Islands dispute rocks diplomatic relations between Japan and China

Sat, Aug 25, 2012, 01:00

   

Some hardliners are discussing military options to defend the disputed territory, writes DAVID McNEILLin Tokyo

THERE COULD hardly be a less conspicuous spot for a conflict between Asia’s two greatest powers: a seven-square-mile group of unloved, goat-infested rocks uninhabited since the second World War.

Yet, a series of tit-for-tat landings by Chinese and Japanese nationalists has Tokyo and Beijing at diplomatic loggerheads and some openly discussing military options to defend what Japan calls the Senkaku Islands in the South China Sea.

A flotilla of Japanese neonationalists sailed for the islands last weekend, wading ashore to plant hinomaru flags and shout slogans for accompanying journalists.

Hong Kong activists who staged the same stunt a week previously on the anniversary of Japan’s surrender in the second World War came home this week to a heroes’ welcome.

They have pledged to return to what they call the Diaoyus in October with more supporters.

That puts Tokyo in a serious bind. Japan deported the first batch of Chinese visitors last week, swatting away demands from conservatives to prosecute them for illegal trespass. Those demands will grow with another incursion, along with pressure to defend the islands militarily.

Lawmaker Akihisa Nagashima, a special adviser to Japanese prime minister Yoshihiko Noda, is among many politicians who want the government to toughen up.

“We should consider the use of a policing force, including the self-defence forces, to respond to the escalation of the situation,” he said last week.

Neither side wants the dispute to slide into military conflict. Japan in any case would have little chance of prevailing, at least without the help of its US ally, against the increasingly powerful Chinese armed forces, said Ukeru Magosaki, a former Japanese foreign ministry diplomat. “Japan is required to make a calm assessment of prevailing conditions,” he wrote recently.

Unsurprisingly, diplomats on both sides are reportedly furiously working behind the scenes to stop the dispute from worsening.

Any strategy will, however, require facing down hardliners. Japanese neoconservatives such as Tokyo governor Shintaro Ishihara argue that China is bent on Asian domination and “colonising” Japan.

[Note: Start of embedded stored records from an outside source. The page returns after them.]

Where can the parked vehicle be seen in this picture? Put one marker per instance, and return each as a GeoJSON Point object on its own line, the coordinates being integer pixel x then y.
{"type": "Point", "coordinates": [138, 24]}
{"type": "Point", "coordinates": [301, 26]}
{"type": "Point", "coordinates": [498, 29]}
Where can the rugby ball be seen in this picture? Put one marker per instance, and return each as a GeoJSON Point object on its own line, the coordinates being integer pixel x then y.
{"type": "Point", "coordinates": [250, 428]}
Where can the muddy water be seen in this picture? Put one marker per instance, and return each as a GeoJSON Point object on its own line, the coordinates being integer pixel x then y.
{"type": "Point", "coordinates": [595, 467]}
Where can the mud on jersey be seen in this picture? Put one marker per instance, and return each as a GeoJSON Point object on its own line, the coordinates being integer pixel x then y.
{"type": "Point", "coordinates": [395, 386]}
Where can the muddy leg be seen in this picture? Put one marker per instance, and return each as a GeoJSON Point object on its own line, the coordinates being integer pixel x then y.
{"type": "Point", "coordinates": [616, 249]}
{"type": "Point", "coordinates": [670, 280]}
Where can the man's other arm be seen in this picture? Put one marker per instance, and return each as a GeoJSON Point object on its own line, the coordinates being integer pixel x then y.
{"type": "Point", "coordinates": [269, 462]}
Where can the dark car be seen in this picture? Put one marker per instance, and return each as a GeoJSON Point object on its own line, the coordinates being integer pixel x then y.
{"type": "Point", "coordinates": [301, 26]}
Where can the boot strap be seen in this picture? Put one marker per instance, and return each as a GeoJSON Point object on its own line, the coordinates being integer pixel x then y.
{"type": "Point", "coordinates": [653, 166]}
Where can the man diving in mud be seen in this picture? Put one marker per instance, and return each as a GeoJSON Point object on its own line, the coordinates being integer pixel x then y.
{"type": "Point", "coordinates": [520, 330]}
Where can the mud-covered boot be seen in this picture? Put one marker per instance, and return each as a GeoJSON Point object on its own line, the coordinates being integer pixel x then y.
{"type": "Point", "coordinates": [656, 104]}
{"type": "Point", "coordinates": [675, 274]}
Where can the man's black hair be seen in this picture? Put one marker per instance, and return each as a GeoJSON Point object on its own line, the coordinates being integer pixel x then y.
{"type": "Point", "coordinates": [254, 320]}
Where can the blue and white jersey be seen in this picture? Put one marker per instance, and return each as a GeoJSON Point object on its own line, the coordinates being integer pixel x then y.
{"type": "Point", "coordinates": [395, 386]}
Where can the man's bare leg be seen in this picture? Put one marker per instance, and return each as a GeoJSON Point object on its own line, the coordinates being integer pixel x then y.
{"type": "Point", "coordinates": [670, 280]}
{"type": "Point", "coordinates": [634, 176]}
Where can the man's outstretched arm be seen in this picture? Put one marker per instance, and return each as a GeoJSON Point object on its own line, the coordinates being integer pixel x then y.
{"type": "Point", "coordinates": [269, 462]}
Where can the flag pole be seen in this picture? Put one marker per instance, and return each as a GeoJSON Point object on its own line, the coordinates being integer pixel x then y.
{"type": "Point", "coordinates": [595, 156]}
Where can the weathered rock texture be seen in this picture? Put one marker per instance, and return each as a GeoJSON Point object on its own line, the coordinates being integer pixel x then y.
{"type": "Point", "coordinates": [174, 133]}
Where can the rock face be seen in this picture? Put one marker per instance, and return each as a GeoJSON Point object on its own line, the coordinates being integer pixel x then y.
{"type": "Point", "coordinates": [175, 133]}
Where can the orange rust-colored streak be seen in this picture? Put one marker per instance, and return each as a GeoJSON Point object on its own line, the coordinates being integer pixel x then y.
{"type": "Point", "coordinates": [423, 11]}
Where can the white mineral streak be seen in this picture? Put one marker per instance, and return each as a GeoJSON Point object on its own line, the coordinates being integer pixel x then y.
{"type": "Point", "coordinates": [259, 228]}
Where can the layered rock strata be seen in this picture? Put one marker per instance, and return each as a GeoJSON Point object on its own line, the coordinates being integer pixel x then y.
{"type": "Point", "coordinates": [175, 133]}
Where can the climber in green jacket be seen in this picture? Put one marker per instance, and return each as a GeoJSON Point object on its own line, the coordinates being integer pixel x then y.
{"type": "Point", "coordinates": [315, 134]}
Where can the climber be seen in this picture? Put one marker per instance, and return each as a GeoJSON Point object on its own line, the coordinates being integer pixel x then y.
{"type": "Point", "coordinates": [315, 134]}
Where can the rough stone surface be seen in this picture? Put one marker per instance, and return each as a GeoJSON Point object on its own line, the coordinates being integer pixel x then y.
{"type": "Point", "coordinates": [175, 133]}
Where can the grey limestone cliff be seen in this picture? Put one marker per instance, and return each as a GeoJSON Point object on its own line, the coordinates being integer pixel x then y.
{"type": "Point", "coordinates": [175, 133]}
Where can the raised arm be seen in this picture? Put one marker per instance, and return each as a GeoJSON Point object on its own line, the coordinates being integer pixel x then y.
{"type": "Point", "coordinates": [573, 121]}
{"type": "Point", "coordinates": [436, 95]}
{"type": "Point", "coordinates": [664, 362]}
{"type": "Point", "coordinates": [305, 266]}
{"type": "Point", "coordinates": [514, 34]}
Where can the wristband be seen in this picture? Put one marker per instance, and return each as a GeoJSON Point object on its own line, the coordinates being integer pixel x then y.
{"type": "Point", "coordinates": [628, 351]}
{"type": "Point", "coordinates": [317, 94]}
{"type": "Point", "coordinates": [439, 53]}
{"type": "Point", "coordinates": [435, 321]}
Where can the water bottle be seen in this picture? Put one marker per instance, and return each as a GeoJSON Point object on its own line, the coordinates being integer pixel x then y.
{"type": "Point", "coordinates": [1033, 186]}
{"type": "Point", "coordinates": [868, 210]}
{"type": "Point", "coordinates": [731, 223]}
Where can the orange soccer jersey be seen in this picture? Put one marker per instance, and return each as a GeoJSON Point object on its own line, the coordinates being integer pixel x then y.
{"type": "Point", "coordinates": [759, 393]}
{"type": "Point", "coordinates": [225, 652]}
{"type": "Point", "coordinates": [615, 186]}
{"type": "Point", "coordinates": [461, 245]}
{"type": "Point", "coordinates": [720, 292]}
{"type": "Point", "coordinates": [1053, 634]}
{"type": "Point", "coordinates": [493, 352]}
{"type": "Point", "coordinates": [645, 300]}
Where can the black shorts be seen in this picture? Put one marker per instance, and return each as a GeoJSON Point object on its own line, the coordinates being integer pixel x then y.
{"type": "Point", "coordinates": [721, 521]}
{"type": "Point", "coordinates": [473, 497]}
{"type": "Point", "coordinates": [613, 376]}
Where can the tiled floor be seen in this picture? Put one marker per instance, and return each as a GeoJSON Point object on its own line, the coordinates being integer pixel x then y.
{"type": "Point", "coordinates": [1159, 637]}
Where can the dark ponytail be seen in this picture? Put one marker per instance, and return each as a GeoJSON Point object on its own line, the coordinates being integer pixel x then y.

He triggered the latest flap in April by launching a plan to buy the islands from their private Japanese owners, prompting Noda to announce their nationalisation. Ishihara said this week that the Japanese activists who (illegally) landed on the islands were “completely right”.

China and Taiwan have the stronger historical and geographic claims to the territory, which is 2,000km (1,243 miles) from Tokyo, and less than 200km (124 miles) from Taiwan’s coast. Japan took control in the 1890s after winning the Sino-Japan war.